While there's a certain exploratory quality to TDD, it doesn't follow that planning ahead is forbidden. One should, however, be ready to discard any plans if it turns out that the reality (as indicated by the (test) code) doesn't fit the plans. Thus, while an hour of planning can save days of coding, too much planning often turns out to be wasted.
From the OP, it's hard to tell what purpose TDD is intended to serve. Is it to gather feedback on API design ideas? Or is it to create an automated test suite? If the latter, what kind of errors should the tests prevent?
The OP makes it sound as though the code to be driven by tests is mostly mapping code. This kind of code can be tedious to write, but how error-prone is it? How costly is a defect? Do you even need to test it?
Let us assume, however, for the sake of argument, that you need to test-drive this code. What are your options?
Dynamic mocks do, indeed, come with problems as outlined in the OP. What else can one do?
A typical object-oriented design may follow a template like the following pseudocode:
GetFooFromAPI(bar)
apiBar = translate bar to API represenation
apiFoo = invoke API with apiBar
foo = translate API foo to external representation
return foo
When designed this way, the API invocation looks like an integral part of the process. Many developers can't think of any other way of making such a design testable than replacing the API with some kind of Test Double.

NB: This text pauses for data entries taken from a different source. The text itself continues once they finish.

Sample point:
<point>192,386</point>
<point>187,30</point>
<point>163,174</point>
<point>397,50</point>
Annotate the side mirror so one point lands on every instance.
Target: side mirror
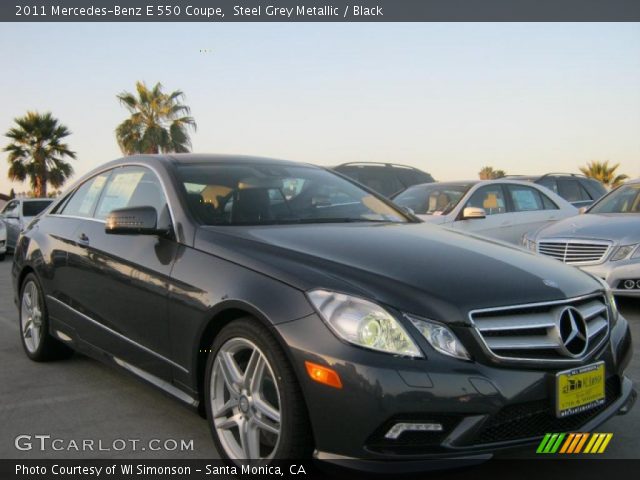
<point>133,221</point>
<point>408,210</point>
<point>473,213</point>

And you can certainly do that, but if so, consider using state-based testing instead of interaction-based testing.
As is often the case, being aware of more than one programming paradigm can be helpful. In functional programming (FP), one would often model this kind of problem in a different way. Translation or mapping code can often be regarded as a set parser/writer pairs, or serializer/deserializer pairs.

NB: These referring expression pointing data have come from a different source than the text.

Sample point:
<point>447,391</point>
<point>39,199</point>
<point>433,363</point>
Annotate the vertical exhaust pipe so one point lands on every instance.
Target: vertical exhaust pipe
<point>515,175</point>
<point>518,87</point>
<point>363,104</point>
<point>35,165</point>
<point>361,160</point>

In FP, one may view the overall action of translating one way, invoking the API, and translating back as function composition:
GetFooFromAPI(bar) = apiFooToFoo(invokeAPI(barToAPIBar(bar))
which one would write mathematically as
GetFooFromAPI = apiFooToFoo ∘ invokeAPI ∘ barToAPIBar
Westeners often find that right-to-left composition order counter-intuitive, so some languages offer other alternatives. In F#, for example, one might express the same idea as:
GetFooFromAPI = barToAPIBar >> invokeAPI >> apiFooToFoo
The point of this digression being that this isn't just an abstract mathematical notion, but a real, practical technique supported by actual, useful programming languages.
In FP, one would often consider function composition as a 'given' - as something not warranting testing, since it's typically built into the language, or at least a general-purpose library function. Thus, what remains to be tested are the translations.
And since such mappings typically are pure functions, they are intrinsically testable.
One could test each individual mapping, or instead test each parser/writer pair as there-and-back-again properties.
In conclusion, there are many options. Choose the one that best solves the problem at hand. This requires first figuring out what that problem is. The 'real' problem rarely is 'how do I TDD this?', but rather a more high-level problem to which TDD may or may not be the answer.